現在、我々が用いているグレゴリオ暦が、ローマ教皇グレゴリウス13世によって施行されたのは1582年のことだ。
紀元前45年にカエサルが制定したユリウス暦では、奇数月は31日、偶数月は30日、2月だけを29日とし、4年に1度、閏年の2月は30日とされた。カエサルの後継で初代ローマ皇帝アウグストゥスは、自身の出生月の8月が小の月であることに憤慨し、2月から1日を奪い8月に加えたことは、皇帝の強権を示すエピソードとして知られている。
このユリウス暦に修正を加えたグレゴリオ暦では、4年に1度、閏年の2月は29日としながら、西暦年数が100で割り切れる年は平年で、かつ400で割り切れない年は閏年と定めている。
つまり2000年や2400年は閏年で、2100、2200、2300年は平年となる。何気なく使っている暦にも結構厄介なルールがある。ああ、忌々しき0.2442日‼
そんなルールに挑み、毎月の日数を自動計算し2100年3月1日まで日付修正の必要をなくした機能がパーペチュアルカレンダーである。設計の困難さに加え、理論上正確に作動するはずでも、複雑さを極めるこの機構は、全てのバランスを調整しながら、細心の注意を払って組み立てないことには動いてくれない。多くの腕時計師が、その難しさ故に、パーペチュアルカレンダーの虜になってきた。
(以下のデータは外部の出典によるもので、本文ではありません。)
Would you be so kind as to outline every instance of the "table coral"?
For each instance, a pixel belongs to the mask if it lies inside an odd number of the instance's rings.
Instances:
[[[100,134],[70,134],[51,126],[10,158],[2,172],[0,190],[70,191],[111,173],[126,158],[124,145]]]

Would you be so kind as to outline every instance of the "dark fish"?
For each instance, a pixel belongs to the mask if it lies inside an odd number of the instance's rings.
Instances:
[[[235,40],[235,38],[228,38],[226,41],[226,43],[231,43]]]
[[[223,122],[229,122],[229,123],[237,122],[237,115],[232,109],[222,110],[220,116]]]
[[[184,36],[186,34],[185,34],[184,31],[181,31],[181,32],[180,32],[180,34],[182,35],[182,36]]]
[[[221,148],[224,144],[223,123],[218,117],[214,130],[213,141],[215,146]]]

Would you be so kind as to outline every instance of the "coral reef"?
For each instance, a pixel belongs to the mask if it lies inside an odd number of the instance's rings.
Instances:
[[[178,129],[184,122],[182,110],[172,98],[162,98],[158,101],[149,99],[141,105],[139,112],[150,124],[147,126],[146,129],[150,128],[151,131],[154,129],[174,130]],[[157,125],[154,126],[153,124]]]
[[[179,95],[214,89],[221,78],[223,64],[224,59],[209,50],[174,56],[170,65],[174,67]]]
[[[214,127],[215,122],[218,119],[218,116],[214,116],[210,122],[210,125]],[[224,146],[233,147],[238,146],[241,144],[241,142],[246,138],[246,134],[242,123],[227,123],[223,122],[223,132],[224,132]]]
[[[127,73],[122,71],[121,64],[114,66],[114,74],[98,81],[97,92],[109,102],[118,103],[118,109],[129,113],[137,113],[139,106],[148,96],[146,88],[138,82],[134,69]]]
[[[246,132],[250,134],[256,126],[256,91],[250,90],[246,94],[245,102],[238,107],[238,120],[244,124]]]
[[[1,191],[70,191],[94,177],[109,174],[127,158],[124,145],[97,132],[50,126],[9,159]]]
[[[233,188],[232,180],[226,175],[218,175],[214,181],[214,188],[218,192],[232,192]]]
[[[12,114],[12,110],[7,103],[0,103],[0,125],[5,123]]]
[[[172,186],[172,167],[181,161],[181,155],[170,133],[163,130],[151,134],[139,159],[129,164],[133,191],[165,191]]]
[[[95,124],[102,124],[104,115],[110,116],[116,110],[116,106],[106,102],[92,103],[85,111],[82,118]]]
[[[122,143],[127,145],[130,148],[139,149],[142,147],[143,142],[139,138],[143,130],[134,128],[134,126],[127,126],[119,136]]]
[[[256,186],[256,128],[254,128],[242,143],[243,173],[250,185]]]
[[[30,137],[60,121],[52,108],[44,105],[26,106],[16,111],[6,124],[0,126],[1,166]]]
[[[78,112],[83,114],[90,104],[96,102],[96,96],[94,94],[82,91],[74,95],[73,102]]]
A.ランゲ&ゾーネが1990年の復興後、初めて世に送り出したパーペチュアルカレンダーモデルは、2001年の「ランゲマティック・パーペチュアル」だった。
ランゲを象徴するアウトサイズデイトを12時位置に、各カレンダー要素を整然と配置。秒針のゼロリセット機能や、全てのカレンダー要素を同時に進めるメイン調整プッシャーなどを備え、ランゲの評価を改めて高めた。
その20周年を記念する新作が50本限定の「ランゲマティック・パーペチュアル」だ。精緻(せいち)を極めた初代モデルの機構はそのままに、ピンクゴールドのケース、インデックス、針、ムーンと、シルバー無垢のブルー文字盤とが、品格あふれる端正さを醸し出す。